Informa ainda aquele Certificado de Reservista, que a partir da dispensa passaria a residir em Natal, à Rua Prudente de Morais, 786. Esse período em Natal, talvez corresponda ao de suas atividades na base aérea americana - Parnamirim Field - hoje Base Aérea de Natal – o famoso Trampolim da Vitória, onde dizia que teria trabalhado com americanos, vindo daí seu conhecimento de algumas palavras e frases em inglês, que vez por outra gostava de pronunciar. Houve época em que foi estimulado a buscar direitos, que supostamente teria por ter trabalhado em praça de guerra, durante a 2ª Grande Guerra.

Em 1940 procurou reativar seu vínculo com a Marinha Mercante, tendo solicitado uma segunda via de sua Caderneta de Matrícula para Tráfico, na Agência de Areia Branca, tendo que pagar os vistos atrasados correspondentes aos anos de 1931 a 1940. No carimbo do visto anual de 1943, menciona-se que morava em Natal. No visto de 1945, havia ascendido à categoria de Moço.

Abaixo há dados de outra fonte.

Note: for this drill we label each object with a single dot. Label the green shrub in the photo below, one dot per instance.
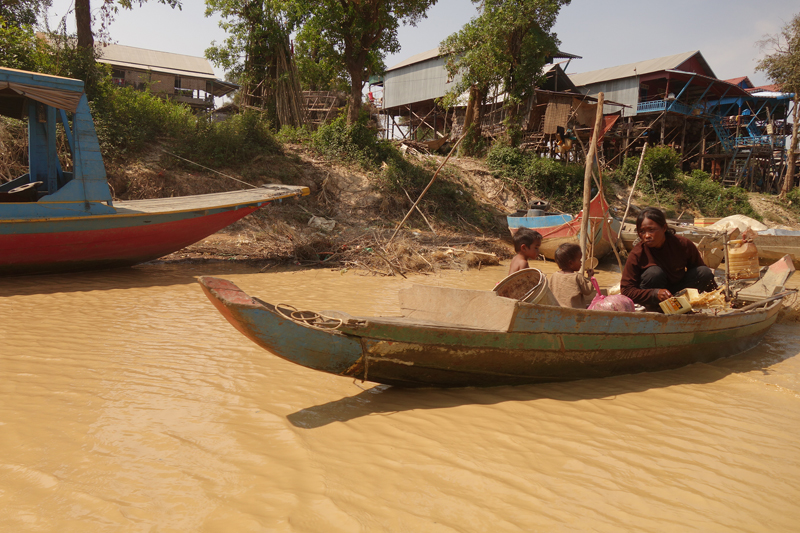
(355, 143)
(505, 159)
(793, 200)
(128, 120)
(293, 135)
(547, 178)
(712, 199)
(662, 162)
(236, 140)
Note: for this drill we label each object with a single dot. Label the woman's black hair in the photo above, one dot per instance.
(566, 253)
(656, 215)
(527, 237)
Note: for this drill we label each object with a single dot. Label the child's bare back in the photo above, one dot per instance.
(526, 244)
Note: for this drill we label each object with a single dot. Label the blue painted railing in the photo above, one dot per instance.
(655, 106)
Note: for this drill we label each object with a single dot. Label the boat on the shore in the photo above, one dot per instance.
(457, 338)
(55, 221)
(773, 244)
(557, 229)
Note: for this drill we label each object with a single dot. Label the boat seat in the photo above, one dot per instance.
(458, 307)
(23, 193)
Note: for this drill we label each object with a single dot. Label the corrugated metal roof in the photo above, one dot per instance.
(129, 56)
(740, 79)
(632, 69)
(424, 56)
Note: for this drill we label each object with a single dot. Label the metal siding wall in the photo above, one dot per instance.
(416, 83)
(624, 91)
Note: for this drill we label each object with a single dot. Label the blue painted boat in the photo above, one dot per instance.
(456, 338)
(559, 229)
(54, 221)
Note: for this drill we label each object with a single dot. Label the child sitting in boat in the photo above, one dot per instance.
(569, 286)
(526, 244)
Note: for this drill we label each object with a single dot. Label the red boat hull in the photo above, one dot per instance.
(121, 241)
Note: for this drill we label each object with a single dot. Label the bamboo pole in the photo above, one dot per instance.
(633, 188)
(428, 186)
(587, 180)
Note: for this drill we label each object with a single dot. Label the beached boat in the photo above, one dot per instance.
(773, 244)
(54, 221)
(455, 337)
(563, 228)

Em 01.08 de 1943, por influência do Desembargador Dionísio Filgueira, à época assumindo o Governo do Estado, foi admitido na função de Agente Fiscal da Prefeitura de Mossoró. Em 16.12.1952, foi exonerado desta função e nomeado Administrador do Cemitério Público e nesta função aposentou-se em 1969. 

A experiência na caserna tem influência duradoura. Minhas mais antigas lembranças de material impresso são de revistas com fotos de cunho militar. Em uma delas, uma foto de alguns japoneses rendendo-se aos americanos. Depois vieram os quadrinhos inesquecíveis. Homem que é homem não bebe água, bebe chumbo derretido, costumava brincar o meu pai. Afirmava que São Paulo queria se separar do Brasil e por isso houve a guerra de 32. Pelas virtudes militares votou no Marechal Teixeira Lott para Presidente da República, em 1960, contra Janio Quadros. Lembro de uma pequena espada, espécie de alfinete da campanha do militar. Jânio usava uma vassoura – o homem da vassoura vem aí, dizia o jingle janista. Janio ganhou a campanha e mergulhou o Brasil no abismo.

Quando voltei do mestrado ele me falou que estava adoentado.Pensou que era tuberculose, era câncer de pulmão. Operado em Fortaleza, faleceu logo após ser cirurgiado, no dia 23 de março de 1979, um pouco antes dos seus 70 anos. Um mês depois nasceu meu primeiro filho, seu primeiro neto que recebeu o nome de Nestor, em sua homenagem. 

A informação do Exército sobre sua conduta resume seu comportamento na vida: Penas disciplinares: Nenhuma; durante o tempo em que serviu neste regimento demonstrou optima conduta.